In der Beschreibung des Core i5 steht *- Grafikkarte: * ASUS ROG Strix GeForce GTX1060 6GB in den darunterstehenden Kunden Q&A steht das dort eine 2GB Grafikkarte verbaut ist - steht doch in der Beschreibung 6GB. Hab ich da was nicht kapiert?


----------



## Herbboy (1. November 2016)

aba23 schrieb:


> Danke für die 2 Vorschläge Herbboy. Eine Frage - ist der Unterschied zwischen Core i5 und Core i7 nur das Alter? In der Beschreibung des Core i5 steht *- Grafikkarte: * ASUS ROG Strix GeForce GTX1060 6GB in den darunterstehenden Kunden Q&A steht das dort eine 2GB Grafikkarte verbaut ist - steht doch in der Beschreibung 6GB. Hab ich da was nicht kapiert?


 Bei den Kundenmeinungen musst du genau hinschauen, da sind oft Meinungen zu anderen Varianten des PCs mit anderen Bauteilen.
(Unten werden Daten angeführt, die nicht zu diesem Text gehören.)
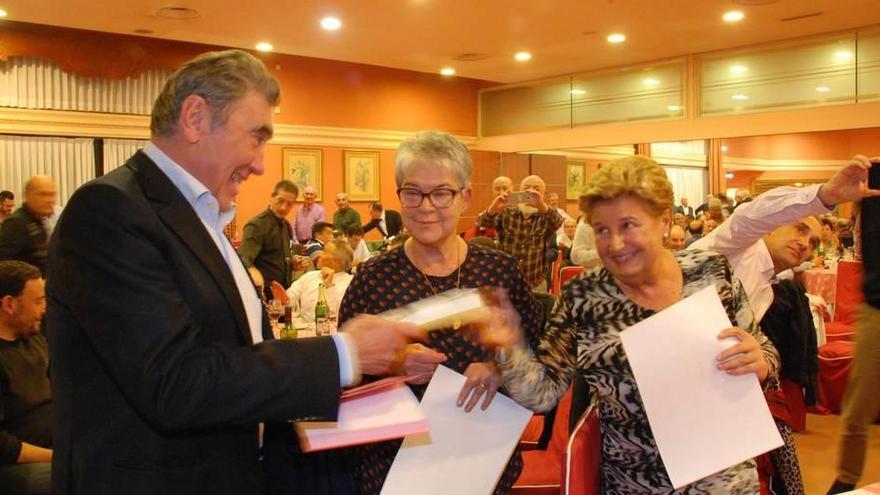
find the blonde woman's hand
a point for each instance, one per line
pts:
(483, 380)
(743, 357)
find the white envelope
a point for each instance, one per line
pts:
(464, 453)
(703, 419)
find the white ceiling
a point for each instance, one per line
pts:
(564, 36)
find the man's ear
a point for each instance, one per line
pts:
(8, 305)
(195, 118)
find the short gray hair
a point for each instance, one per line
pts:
(343, 252)
(221, 78)
(438, 148)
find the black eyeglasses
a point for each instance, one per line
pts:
(411, 197)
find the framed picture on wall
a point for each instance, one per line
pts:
(303, 168)
(575, 177)
(361, 170)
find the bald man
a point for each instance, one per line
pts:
(525, 228)
(25, 233)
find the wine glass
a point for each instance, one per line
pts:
(275, 308)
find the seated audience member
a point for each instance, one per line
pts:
(334, 265)
(308, 215)
(387, 222)
(321, 233)
(628, 204)
(25, 233)
(742, 196)
(525, 229)
(695, 231)
(355, 236)
(845, 233)
(675, 241)
(25, 392)
(553, 203)
(828, 245)
(566, 238)
(7, 204)
(344, 215)
(583, 246)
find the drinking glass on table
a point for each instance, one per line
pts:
(275, 308)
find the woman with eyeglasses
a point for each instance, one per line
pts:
(433, 177)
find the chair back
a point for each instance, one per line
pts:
(849, 291)
(581, 469)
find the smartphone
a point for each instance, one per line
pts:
(874, 176)
(519, 197)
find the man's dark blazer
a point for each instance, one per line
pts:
(393, 223)
(156, 383)
(24, 238)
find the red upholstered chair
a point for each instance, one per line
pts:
(581, 469)
(542, 469)
(847, 299)
(835, 360)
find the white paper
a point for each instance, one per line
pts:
(703, 419)
(391, 413)
(465, 453)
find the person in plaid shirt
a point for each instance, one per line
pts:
(524, 229)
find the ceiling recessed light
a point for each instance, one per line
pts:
(331, 23)
(733, 16)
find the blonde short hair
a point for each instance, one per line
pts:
(635, 176)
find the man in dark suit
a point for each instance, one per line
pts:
(162, 364)
(388, 222)
(25, 233)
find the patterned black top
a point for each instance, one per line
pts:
(391, 281)
(584, 336)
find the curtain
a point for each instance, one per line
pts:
(117, 151)
(69, 162)
(30, 82)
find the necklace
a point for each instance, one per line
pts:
(458, 270)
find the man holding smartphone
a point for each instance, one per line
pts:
(525, 227)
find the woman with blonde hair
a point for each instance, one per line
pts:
(628, 204)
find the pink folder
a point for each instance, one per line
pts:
(382, 410)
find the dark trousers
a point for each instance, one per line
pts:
(26, 479)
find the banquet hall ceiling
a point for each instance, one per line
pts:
(563, 36)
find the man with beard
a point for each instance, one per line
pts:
(525, 228)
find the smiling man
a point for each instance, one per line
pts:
(776, 231)
(162, 364)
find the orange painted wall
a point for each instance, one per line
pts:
(314, 91)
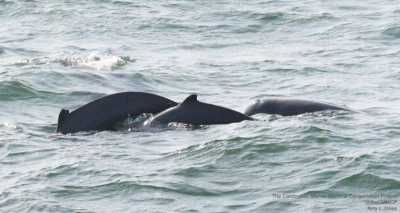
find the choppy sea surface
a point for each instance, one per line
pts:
(63, 54)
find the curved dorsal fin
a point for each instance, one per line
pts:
(190, 99)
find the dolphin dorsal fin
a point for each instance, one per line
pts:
(190, 99)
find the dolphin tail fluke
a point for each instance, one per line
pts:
(61, 119)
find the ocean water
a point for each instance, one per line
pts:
(63, 54)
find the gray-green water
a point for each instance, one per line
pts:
(62, 54)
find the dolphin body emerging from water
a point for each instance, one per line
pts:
(288, 107)
(104, 113)
(191, 111)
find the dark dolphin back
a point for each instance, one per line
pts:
(191, 111)
(103, 113)
(288, 107)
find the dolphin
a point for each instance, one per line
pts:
(288, 107)
(104, 113)
(193, 112)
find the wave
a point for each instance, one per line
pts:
(392, 32)
(92, 61)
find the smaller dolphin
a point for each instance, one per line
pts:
(104, 113)
(193, 112)
(288, 107)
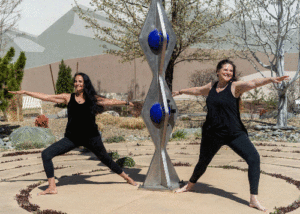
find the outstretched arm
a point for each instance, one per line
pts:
(203, 90)
(112, 102)
(58, 98)
(241, 87)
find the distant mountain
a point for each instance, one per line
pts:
(67, 38)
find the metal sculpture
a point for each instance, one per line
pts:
(159, 112)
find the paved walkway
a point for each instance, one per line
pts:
(218, 191)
Vermutlich gehört die Meinung dann zu einem PC, wo vielleicht eine GTX 950 oder 960 drin war mit eben nur 2GB.

 Core i5 und i7: die haben beide 4 Kerne, aber die i7 haben pro Kern zwei "Threads", daher können die wie ein Achtkerner arbeiten, sofern ein Spiel das nutzt. Vom Alter her sind die CPU mit ähnlicher Modellnummer auch ähnlich alt: die aktuellen Sockel 1151-CPUs haben immer 6000er-Namen und sind alle ähnlich lange auf dem Markt, zB i5-6500 oder i7-6700. Die 4000er wiederum sind älter und für den Sockel 1150, den es schon 5-6 Jahre gibt, aber bei gleichem Takt sind die kaum langsamer als die 6000er. Wenn also ein PC "nur" den alten i5-4460 hat und ein anderer nen i5-6500, der neuere aber gleich 100€ mehr kostet, dann lohnt sich das nicht. Kosten beide ca gleichviel, dann nimm den 6000er.


PS: wenn du den zuletzt geposteten nehmen willst, dann unbedingt den vom wahren Verkäufer, also megaport nehmen - dazu dann auf "4 mal neu ab..." gehen und dort Megaport nehmen, 949€ und es per Amazon abwickeln. https://www.amazon.de/gp/offer-listing/B01KO4ILVQ/ref=dp_olp_new?ie=UTF8&condition=new   selbst zB 495Markt mit guten Wertungen: der Preis kann nicht sein, vielleicht wurden die gehackt, und der Hacker hat dann in deren Namen das Angebot für den PC erstellt, um abzukassieren, natürlich dann mit neuen Kontaktdaten.


----------